Bandwidth determination is flawed
I'm running a non-exit node in Australia. Please read "Australia" as a high latency area, that has not many other nodes around. I set RelayBandwidthRate to 1100, which is around 20% of my connection.
Just like all people who start up a new node, I was wondering why the bandwidth was not used. Unfortunately most information, that can be found about the topic on the web is very outdated and does not apply to my situation.
The measured bandwidth never exceeded 200 kb/s on atlas. So I decided to use my node as bridge and send junk traffic. Just downloading Ubnuntu and doing unnecessary uploades and running the CLI speedcheck script through the network. Now the nodes, that I am connected to, ackowledge, how much data can be send from/to my node and the bandwidth estimation on atlas suddenly goes up extremely. Beyond 500 (still not 1100 though).
I thought I fixed it and turn my dummy-traffic-script off again. Now the estimation is down again, my node is mostly unused and I'll probably turn it off soon as it is just a waste of electricity.
Apparently the bandwidth is measured in that useless 50-kilobytes-way, that the tor client does for the original setup. Well, sending 50 kilobytes to a node and measuring the time is mostly a test of latency. So the test is currently faulty, it should actually send a few megabytes, or anything that results in a few seconds of measurement. Additionally it should also send 1 byte, to measure the latency and deduct it from the other measurement.
Currently nodes in Australia, even if they have a high bandwidth fibre connection are largely disadvantaged.
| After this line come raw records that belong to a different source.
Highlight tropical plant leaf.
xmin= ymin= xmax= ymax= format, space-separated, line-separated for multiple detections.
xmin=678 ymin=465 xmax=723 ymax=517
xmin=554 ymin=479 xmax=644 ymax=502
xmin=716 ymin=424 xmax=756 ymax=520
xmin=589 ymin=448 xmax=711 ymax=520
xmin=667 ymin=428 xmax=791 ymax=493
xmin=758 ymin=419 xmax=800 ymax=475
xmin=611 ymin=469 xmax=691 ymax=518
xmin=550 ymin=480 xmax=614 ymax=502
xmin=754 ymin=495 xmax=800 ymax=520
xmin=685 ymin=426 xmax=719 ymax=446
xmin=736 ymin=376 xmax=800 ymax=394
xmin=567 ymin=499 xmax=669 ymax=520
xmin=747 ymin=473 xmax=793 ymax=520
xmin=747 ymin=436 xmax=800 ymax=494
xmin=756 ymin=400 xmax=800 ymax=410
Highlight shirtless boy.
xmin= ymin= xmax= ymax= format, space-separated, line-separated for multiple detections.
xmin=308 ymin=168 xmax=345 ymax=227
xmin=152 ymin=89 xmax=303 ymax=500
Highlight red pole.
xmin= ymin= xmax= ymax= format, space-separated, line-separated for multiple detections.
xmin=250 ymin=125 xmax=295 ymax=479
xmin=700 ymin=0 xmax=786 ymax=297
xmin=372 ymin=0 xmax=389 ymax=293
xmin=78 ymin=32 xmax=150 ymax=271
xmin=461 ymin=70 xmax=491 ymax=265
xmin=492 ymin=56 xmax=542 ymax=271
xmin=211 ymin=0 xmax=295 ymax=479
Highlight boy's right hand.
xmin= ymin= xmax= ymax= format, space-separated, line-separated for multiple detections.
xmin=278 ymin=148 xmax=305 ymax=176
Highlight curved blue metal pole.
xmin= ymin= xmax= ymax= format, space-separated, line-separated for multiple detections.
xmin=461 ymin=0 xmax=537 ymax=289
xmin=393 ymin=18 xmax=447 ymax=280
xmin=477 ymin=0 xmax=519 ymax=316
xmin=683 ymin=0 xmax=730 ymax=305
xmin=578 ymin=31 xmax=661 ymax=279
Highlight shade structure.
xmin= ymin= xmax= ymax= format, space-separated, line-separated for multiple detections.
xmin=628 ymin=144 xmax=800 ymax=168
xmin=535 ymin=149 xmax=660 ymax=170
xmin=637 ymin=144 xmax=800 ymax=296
Only because the 'authorities' or the majority of the network is in Europe.
Please don't get me wrong. I understand that a extremely high latency is also bad. A 1 BGit/s connection is maybe not particularly useful if it has a latency of 30 seconds for each TCP packet. So latency should not go unnoticed. But you could at least be so kind and announce on your website, that nodes in Australia are not welcome and will be disadvantaged by the algorithm. Therefore people who live in areas like Australia (high bandwidth, high latency, high electricity costs) can at least be aware, that is is useless to run a node and they don't need to bother with it.
- The bandwidth estimation can be largely varied by sending unnecessary junk data over the tor network.
- The bandwidth estimation WILL be influenced, because the network uses it as a measure to determine if a node is "good" or should be used a lot.
- The bandwidth estimation measures latency and not bandwidth.
- Nodes that don't have many other nodes near, will be marked as useless, will go unused and therefore be turned off soon.
- The network will convert (or has already converted) to be concentrated in one location only, which is the highly connected areas in central Europe. The high speed nodes in North America are anyway on the ignore list of most people, right?